Seems very interesting. How do you compare with services like spark form readdle? Also how long does the categorization take the first time?

Hi Vikas,

That's a good question. Spark is an inbox assistant which helps to improve the email tasks productivity. Eventhough the categorization of emails makes it looks like it is in the same space as Vaultedge, I think it is not. Vaultedge is a personal document organizer, which helps you to find your documents quickly irrespective of whereever it is. So we work across emails, cloud storage, offline devices etc. So in that sense, the purpose of these two tools are different at least as of now.

Thanks for the great question. Happy to answer any follow up questions.
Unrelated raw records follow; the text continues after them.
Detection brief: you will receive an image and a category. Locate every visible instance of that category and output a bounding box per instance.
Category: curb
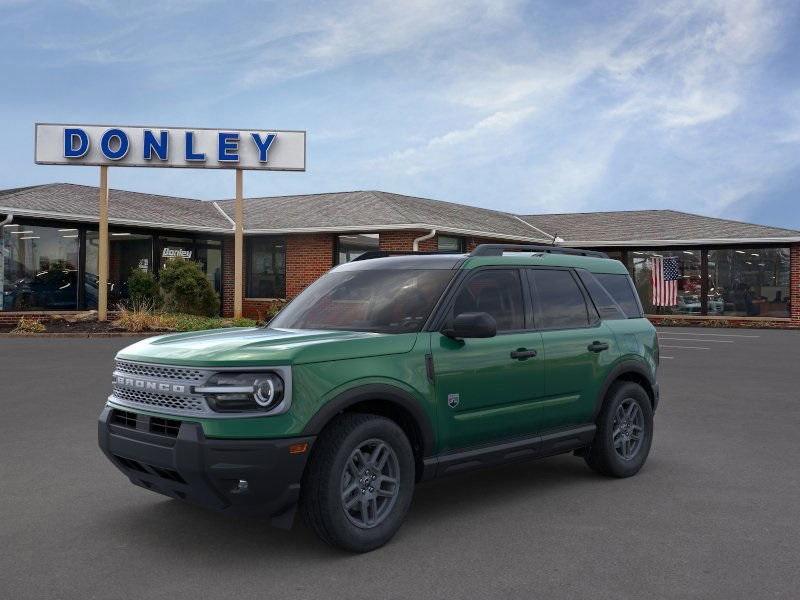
[0,332,161,338]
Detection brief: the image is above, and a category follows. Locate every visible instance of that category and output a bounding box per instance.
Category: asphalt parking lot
[1,327,799,600]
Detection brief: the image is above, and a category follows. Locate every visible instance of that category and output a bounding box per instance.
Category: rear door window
[529,269,590,329]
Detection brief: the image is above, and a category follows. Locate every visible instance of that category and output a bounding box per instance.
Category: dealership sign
[162,247,192,260]
[34,123,306,171]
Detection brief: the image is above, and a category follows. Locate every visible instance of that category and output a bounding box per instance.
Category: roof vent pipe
[0,213,12,227]
[413,228,437,251]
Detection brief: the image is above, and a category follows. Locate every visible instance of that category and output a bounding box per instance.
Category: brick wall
[465,236,499,251]
[286,234,335,297]
[379,231,502,252]
[241,298,286,321]
[791,244,800,325]
[0,311,120,327]
[223,233,335,320]
[378,230,437,251]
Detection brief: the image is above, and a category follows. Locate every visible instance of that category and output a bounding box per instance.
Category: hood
[116,327,419,367]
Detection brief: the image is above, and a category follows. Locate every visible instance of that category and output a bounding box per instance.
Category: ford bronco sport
[99,244,659,552]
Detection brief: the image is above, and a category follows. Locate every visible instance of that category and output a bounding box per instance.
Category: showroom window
[85,230,154,309]
[1,223,80,311]
[336,234,379,264]
[631,249,702,315]
[159,236,195,271]
[707,248,790,318]
[196,240,223,295]
[438,235,465,253]
[247,236,286,298]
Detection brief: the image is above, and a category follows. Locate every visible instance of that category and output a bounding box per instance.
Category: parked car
[2,267,77,310]
[98,244,659,552]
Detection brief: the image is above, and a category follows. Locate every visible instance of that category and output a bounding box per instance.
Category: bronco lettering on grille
[115,376,186,394]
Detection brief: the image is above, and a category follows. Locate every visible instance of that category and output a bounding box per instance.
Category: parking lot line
[660,356,674,359]
[657,337,733,343]
[656,331,760,338]
[659,345,710,350]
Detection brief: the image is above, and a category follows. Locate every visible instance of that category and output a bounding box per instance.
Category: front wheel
[300,413,415,552]
[584,381,654,478]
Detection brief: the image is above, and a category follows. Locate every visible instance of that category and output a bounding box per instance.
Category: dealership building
[1,182,799,327]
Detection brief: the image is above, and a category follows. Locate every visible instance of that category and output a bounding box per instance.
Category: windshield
[269,268,454,333]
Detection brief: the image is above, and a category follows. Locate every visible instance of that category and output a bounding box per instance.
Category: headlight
[196,372,285,413]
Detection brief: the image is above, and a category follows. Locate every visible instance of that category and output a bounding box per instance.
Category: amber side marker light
[289,442,309,455]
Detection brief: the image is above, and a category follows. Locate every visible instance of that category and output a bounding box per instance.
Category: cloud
[378,106,536,175]
[367,0,796,216]
[238,0,521,88]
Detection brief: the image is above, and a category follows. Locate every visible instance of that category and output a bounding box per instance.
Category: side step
[422,424,596,479]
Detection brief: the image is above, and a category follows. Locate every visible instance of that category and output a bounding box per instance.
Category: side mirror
[443,312,497,340]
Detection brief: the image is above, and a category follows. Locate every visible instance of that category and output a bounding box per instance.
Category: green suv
[98,244,659,552]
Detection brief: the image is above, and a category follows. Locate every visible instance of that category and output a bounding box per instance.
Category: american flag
[651,256,679,306]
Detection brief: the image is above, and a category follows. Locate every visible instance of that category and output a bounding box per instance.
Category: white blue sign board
[34,123,306,171]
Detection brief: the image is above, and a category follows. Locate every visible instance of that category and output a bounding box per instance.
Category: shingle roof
[2,183,798,244]
[0,183,230,232]
[519,210,800,245]
[215,190,550,241]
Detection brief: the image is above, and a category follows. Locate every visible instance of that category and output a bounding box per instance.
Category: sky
[1,0,799,228]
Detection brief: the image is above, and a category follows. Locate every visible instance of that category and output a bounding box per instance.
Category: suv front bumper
[97,406,314,527]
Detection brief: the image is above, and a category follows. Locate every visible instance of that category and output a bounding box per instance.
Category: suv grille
[112,386,206,413]
[114,360,206,382]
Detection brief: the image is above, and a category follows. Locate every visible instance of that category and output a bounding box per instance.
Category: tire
[584,381,654,478]
[300,413,415,552]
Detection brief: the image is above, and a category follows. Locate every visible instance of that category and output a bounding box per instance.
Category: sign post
[34,124,306,321]
[98,166,109,320]
[234,169,244,319]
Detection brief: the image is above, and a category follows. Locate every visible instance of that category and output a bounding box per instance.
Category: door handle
[587,341,609,353]
[510,348,537,360]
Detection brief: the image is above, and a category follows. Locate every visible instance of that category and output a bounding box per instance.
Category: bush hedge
[127,269,162,308]
[158,259,220,316]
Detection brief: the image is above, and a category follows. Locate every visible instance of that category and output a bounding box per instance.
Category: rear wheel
[300,413,415,552]
[584,381,653,478]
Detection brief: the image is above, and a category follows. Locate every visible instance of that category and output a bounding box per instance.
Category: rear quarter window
[577,270,626,320]
[593,272,644,318]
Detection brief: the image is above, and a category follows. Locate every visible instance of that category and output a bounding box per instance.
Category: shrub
[264,303,284,321]
[167,315,256,331]
[231,317,258,328]
[113,306,258,333]
[127,269,161,308]
[158,259,220,317]
[114,304,172,332]
[11,317,46,334]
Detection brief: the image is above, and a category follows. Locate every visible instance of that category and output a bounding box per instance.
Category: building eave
[242,223,549,242]
[563,237,800,247]
[0,206,230,233]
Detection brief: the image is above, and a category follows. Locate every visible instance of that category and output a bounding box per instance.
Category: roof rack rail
[470,244,608,258]
[351,250,445,262]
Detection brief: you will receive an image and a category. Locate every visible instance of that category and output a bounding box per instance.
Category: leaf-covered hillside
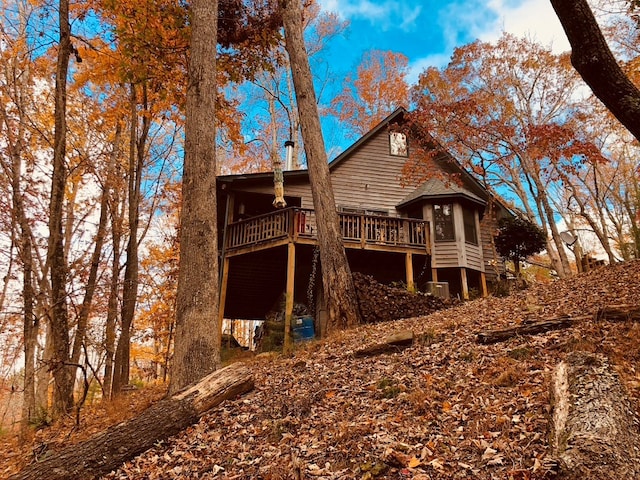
[6,260,640,479]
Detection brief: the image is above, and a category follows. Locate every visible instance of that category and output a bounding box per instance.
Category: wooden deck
[224,207,430,257]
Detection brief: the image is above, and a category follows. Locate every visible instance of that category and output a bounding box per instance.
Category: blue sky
[317,0,570,84]
[311,0,572,155]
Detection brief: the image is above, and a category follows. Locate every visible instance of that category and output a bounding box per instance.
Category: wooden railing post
[291,208,298,242]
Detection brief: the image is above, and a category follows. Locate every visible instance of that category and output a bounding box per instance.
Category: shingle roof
[397,176,487,208]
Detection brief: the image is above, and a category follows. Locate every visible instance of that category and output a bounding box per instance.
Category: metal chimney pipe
[284,140,295,170]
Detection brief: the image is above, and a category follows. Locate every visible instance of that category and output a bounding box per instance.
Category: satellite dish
[560,231,577,246]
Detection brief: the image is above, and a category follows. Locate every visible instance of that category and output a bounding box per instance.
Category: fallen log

I think it would be very risky to put so much information in a single place that can sift through all these details and summarize this information about you. What are the security measures that you will offer?
Vaultedge will not store the actual files, only metadata about the files. We plan to encrypt the metadata and also optionally allow user to control the keys. We will also have 2-factor authentication. Please suggest if you have any suggestions. Thanks for asking.
this is better. My suggestion is that the metadata is not linked to a complete profile.
I would like to understand a little better your comment about "metadata is not linked to a profile". Do you say by not linked to a profile, there shouldn't be a way for a hacker to figure out the metadata of a user? Or you mean "metadata" should be associated to individual accounts(say dropbox), so incase of a breach, only the metadata for that account is compromised and not for all the accounts of a user? Thanks for your time.
Can Vaultedge work offline; and if a complete online cloud platform how do u update data from users device.
Though Vaultedge is hosted on cloud, it can support offline data sitting in laptops or usb drives. When connecting a offline device to Vaultedge, Vaultedge will ask user to install a client program. This client program will help in categorization and creation of search index of the offline data. Once categorized and indexed, periodically the client program will redo the operations when there are changes to the data. When user clicks on such a offline file, Vaultedge has the ability to pull the file from the offline storage if the device is connected. Users also have the option of keeping a copy of such offline data within Vaultedge cloud for faster access. Thanks for the question. Please let me know if you have further questions.